Two smaller single-storey wings branch off the chalet's main hall. The west wing originally contained the caretaker's residence, and the east wing contained the kitchen and kiosk. Between the wings was a paved courtyard. The paving was recycled from the former tramway engine house on Alexandra Avenue and old cable tram sheds.

A large proportion of the park is recorded as a registered place by Heritage Victoria, added in 1992 to the statutory Victorian Heritage Register, and the National Trust of Australia also added the park complex, including the Chalet and associated structures, to its non-statutory heritage list.

Wattle Park

The " Lone Pine " tree growing near the main carpark is listed on the National Trust's Significant Tree Register, being one of the country's few original Lone Pines. The tree was grown from the seed of a cone collected by one of the Australian soldiers involved in the Gallipoli Campaign from the lone pine tree in Gallipoli, Turkey as a reminder of this notable battle and the ANZACs' involvement in World War I. Planted in Wattle Park on 8 May 1933 at the Trooping of the Colour by the 24th Battalion, the tree was the first Lone Pine to ever be publicly planted as an ANZAC memorial, pre-dating the one planted at Melbourne's Shrine of Remembrance by a month, and the one at the Australian War Memorial in Canberra by seventeen months.

The park contains areas of indigenous remnant bush land which has been identified as regionally significant on the basis of its high diversity of common native fauna in a suburban environment.

There are recorded to be at least twenty species of butterfly, sixty species of beetle, three species of frogs, bats, skinks, ringtail and brushtail possums. The park's bird life includes kookaburras, rosellas, rainbow lorikeets, galahs, and gang-gang cockatoos.

The park was created when the Hawthorn Tramway Trust (HTT) purchased 55 hectares (137 acres) for A£ 9,000 from Eliza Welch, the widow of the owner of the Ball and Welch department store, under the condition it was to be used as a public park. The site was formerly the location of the residence of Orlando Fenwick, a longstanding councillor for the City of Melbourne who had been Lord Mayor between 1871 and 1872. It was known as Fenwick's Paddock when purchased for approximately A£ 2,500 by Mrs. Welch. Open to the public in December 1916, the park was officially opened on 31 March 1917 when the Governor, Sir Arthur Stanley, planted a Golden Wattle ( Acacia pycnantha ) and named the park. Both the Field Naturalists Club of Victoria and the Victorian Wattle League were influential in encouraging the establishment and development of the park.
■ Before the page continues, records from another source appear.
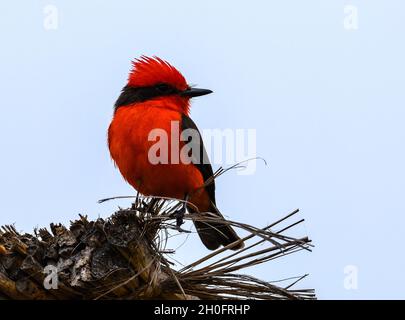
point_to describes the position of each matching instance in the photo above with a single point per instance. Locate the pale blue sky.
(327, 103)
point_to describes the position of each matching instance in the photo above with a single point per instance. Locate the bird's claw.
(179, 216)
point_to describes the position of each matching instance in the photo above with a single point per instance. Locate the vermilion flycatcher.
(155, 97)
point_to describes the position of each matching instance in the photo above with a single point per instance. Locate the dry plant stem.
(126, 257)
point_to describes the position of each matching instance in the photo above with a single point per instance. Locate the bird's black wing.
(201, 160)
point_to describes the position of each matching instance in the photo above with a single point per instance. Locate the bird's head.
(155, 79)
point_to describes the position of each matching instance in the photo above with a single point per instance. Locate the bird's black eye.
(164, 88)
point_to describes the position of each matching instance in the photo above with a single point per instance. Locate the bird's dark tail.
(215, 234)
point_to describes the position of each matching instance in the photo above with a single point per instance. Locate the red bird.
(155, 97)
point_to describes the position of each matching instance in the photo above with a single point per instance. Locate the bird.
(155, 97)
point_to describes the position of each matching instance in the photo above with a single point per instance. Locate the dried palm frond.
(126, 257)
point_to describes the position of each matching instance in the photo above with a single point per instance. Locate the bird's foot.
(179, 216)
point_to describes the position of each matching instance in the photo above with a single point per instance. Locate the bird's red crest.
(151, 71)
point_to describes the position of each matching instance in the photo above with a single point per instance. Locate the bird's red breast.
(130, 146)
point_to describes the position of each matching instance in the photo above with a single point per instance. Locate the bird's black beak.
(195, 92)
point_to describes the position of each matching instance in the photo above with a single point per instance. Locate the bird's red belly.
(130, 148)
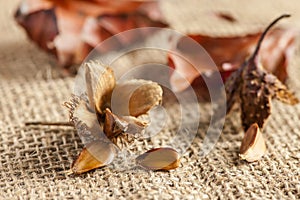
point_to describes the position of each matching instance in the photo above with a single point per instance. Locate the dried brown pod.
(254, 87)
(163, 158)
(253, 145)
(97, 125)
(96, 154)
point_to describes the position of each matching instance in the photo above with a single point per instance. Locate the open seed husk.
(253, 146)
(96, 154)
(164, 158)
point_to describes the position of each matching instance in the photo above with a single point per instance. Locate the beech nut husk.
(253, 146)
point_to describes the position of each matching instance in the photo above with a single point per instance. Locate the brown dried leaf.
(255, 88)
(159, 159)
(64, 27)
(229, 53)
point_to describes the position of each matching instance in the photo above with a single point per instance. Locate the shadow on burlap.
(33, 159)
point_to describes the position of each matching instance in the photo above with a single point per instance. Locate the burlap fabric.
(33, 159)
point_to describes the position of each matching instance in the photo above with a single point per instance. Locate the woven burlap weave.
(33, 159)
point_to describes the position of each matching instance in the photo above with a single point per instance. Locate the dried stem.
(49, 123)
(265, 33)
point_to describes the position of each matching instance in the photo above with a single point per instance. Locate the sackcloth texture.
(33, 159)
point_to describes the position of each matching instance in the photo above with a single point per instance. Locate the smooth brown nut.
(253, 146)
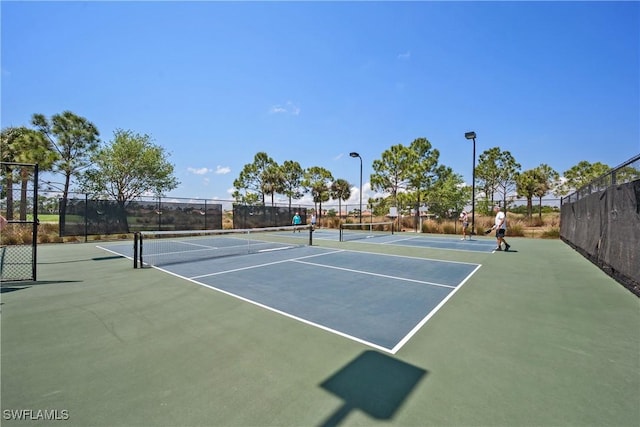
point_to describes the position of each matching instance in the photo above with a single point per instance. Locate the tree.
(292, 176)
(547, 176)
(497, 171)
(23, 145)
(128, 167)
(340, 190)
(421, 173)
(487, 172)
(251, 178)
(448, 194)
(75, 139)
(580, 175)
(272, 180)
(316, 181)
(390, 172)
(526, 185)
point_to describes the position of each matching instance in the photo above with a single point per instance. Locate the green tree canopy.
(292, 174)
(316, 181)
(341, 191)
(252, 176)
(580, 175)
(128, 167)
(23, 145)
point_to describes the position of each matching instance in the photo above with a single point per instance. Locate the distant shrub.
(552, 233)
(449, 229)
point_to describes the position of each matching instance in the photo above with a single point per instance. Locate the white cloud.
(288, 108)
(198, 171)
(222, 170)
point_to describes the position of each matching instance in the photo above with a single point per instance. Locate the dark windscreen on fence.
(92, 217)
(249, 216)
(601, 222)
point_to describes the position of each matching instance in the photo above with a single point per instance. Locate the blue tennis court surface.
(378, 300)
(476, 244)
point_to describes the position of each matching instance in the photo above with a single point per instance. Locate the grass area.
(518, 225)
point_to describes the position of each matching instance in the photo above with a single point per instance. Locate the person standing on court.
(296, 221)
(500, 225)
(464, 217)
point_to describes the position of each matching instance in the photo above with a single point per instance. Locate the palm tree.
(26, 146)
(340, 190)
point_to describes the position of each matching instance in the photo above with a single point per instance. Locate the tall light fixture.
(354, 154)
(472, 135)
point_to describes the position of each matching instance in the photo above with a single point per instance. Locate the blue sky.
(216, 82)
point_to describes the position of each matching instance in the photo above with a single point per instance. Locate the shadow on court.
(373, 383)
(18, 286)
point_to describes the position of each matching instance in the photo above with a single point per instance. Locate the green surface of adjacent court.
(535, 337)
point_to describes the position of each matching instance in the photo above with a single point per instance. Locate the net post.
(135, 250)
(140, 244)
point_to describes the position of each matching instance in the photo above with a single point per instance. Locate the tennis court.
(379, 300)
(410, 239)
(535, 337)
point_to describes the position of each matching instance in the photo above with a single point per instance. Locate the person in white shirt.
(464, 217)
(500, 226)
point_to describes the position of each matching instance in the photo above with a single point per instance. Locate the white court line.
(262, 265)
(375, 274)
(393, 350)
(283, 313)
(416, 328)
(411, 257)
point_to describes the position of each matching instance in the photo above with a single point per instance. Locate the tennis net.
(159, 248)
(365, 230)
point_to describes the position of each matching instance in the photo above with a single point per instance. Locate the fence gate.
(19, 233)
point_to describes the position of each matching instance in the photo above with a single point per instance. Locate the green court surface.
(536, 337)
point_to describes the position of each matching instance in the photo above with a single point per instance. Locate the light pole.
(472, 135)
(354, 154)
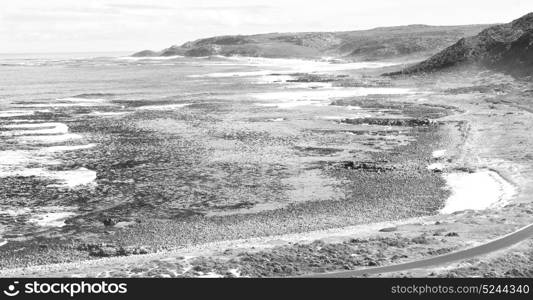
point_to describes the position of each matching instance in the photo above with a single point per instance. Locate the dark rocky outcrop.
(506, 47)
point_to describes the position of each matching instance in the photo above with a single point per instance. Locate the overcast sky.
(129, 25)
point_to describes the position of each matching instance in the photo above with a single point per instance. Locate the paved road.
(495, 245)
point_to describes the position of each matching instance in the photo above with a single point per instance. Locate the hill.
(506, 47)
(379, 43)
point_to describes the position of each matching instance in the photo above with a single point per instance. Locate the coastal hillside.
(380, 43)
(507, 47)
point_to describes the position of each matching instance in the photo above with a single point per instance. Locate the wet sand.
(472, 144)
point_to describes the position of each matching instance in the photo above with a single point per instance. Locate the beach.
(336, 170)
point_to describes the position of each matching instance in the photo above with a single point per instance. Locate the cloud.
(66, 25)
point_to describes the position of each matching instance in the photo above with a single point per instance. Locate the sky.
(32, 26)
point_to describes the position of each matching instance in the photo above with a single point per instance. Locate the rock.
(104, 251)
(388, 229)
(110, 221)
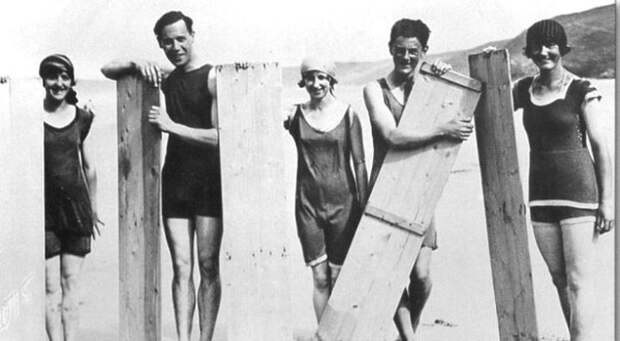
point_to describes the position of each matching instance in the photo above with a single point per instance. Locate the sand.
(461, 306)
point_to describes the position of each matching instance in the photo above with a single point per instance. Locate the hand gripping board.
(398, 212)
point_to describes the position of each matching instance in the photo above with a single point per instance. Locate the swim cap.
(546, 32)
(316, 64)
(56, 62)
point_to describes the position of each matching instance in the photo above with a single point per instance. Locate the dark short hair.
(170, 18)
(410, 29)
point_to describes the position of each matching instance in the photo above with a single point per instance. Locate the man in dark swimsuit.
(191, 188)
(385, 100)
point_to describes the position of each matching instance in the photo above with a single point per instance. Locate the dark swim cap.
(59, 62)
(545, 32)
(56, 62)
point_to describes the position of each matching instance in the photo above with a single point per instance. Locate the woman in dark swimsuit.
(571, 195)
(329, 197)
(70, 193)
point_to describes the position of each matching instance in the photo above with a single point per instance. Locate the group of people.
(570, 193)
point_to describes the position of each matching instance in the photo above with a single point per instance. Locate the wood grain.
(503, 199)
(139, 150)
(256, 265)
(409, 185)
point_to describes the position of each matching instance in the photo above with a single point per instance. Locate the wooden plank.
(456, 78)
(139, 146)
(394, 220)
(410, 183)
(503, 199)
(256, 266)
(22, 248)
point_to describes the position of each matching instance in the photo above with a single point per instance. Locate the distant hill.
(591, 34)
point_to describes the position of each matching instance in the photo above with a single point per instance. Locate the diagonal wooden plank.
(409, 185)
(255, 257)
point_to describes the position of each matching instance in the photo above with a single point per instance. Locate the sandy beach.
(461, 306)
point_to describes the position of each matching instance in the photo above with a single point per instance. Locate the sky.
(93, 32)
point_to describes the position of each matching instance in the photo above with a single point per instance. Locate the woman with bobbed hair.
(329, 197)
(70, 195)
(570, 194)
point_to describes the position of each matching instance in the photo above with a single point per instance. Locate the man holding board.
(191, 184)
(385, 100)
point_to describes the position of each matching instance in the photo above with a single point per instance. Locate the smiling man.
(191, 185)
(385, 100)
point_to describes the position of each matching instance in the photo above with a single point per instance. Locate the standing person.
(328, 200)
(570, 195)
(70, 195)
(385, 100)
(191, 186)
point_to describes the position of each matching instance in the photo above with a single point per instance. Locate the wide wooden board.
(255, 252)
(406, 191)
(139, 145)
(22, 220)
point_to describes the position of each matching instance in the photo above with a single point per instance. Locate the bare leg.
(413, 300)
(70, 267)
(209, 240)
(549, 240)
(180, 238)
(579, 241)
(53, 299)
(321, 290)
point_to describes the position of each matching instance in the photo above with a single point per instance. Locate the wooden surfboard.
(255, 256)
(399, 210)
(22, 249)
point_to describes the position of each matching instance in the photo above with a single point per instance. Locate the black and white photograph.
(308, 170)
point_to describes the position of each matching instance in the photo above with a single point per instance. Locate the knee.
(52, 288)
(209, 267)
(69, 283)
(322, 280)
(559, 279)
(420, 281)
(576, 281)
(182, 269)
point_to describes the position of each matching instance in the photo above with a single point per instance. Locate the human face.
(57, 85)
(546, 57)
(318, 84)
(406, 53)
(177, 41)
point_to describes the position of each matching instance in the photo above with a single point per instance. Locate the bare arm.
(90, 172)
(602, 163)
(381, 118)
(150, 71)
(209, 136)
(357, 154)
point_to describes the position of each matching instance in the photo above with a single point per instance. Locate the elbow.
(91, 173)
(108, 72)
(394, 142)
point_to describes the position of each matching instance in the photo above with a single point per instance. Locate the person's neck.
(398, 80)
(51, 105)
(320, 104)
(191, 65)
(551, 77)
Further development of the park was delayed in its early years due to the financial troubles of the HHT, that was subsequently amalgamated into the Melbourne & Metropolitan Tramways Board. Work on electrifying Melbourne's cable tramways caused further delays in the park's development. In 1926 a plantation of 12,000 wattle trees were laid out in a wide belt as a hedge around the outskirts of the area. Lawns and flower beds were installed, winding pathways built, and a small stream trickling through the centre of the park was cleaned, widened, and fringed with willows and poplars. On the north eastern slopes, a natural forest—consisting chiefly of poplars, [ clarification needed ] gums, woolly butt and eucalyptus longifolia —was preserved. Fencing posts around the boundaries of the park were manufactured from old tramway, rails, and a children's joy wheel was made from a former tramway wooden spool for cables.